As millions of Americans conduct their finishing touches on filing their taxes, the Palmetto State has a different problem: finding out who created a secret bank account and how $1.8 billion was deposited into it.
Maybe it's not a hidden account, but how the money got there is a mystery.
It's sort of like that-the state's higher education accounts had money double posted by the comptroller general.
Regarding the $1.8 billion account, it has a paper trail spanning a decade, an investigative task that's certainly not an enviable one: South Carolina has collected about $1.8 billion in a bank account over the past decade - and doesn't know where the money came from or where it was supposed to go.
The bank account, which is now being examined by state and private accountants, is the latest trouble with the state's books and comes after South Carolina's top accountant resigned last year.
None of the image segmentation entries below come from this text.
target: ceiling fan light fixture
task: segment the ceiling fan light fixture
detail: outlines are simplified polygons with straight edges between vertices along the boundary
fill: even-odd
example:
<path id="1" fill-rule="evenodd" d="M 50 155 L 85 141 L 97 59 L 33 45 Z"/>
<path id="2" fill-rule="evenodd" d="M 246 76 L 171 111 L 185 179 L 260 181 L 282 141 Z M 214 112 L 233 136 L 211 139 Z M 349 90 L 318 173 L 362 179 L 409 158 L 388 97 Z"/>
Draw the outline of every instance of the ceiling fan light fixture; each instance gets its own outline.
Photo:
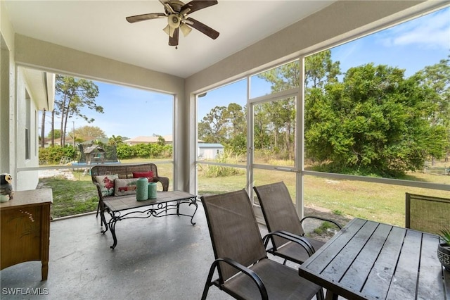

Now, lawmakers are asking why the money was parked there in first place and why officials never fixed the problem, [] Whatever caused the bank account errors has not been rectified, and if there are records showing where the $1.8 billion came from, they have not been shared with state leaders.
Elected Republican Treasurer Curtis Loftis, whose job is to write checks for the state, has said he invested the money in the mystery account and made nearly $200 million in interest for the state, which led to questions about why he didn't let the General Assembly know money they either set aside for state agencies or that might have been in a trust fund was just sitting around.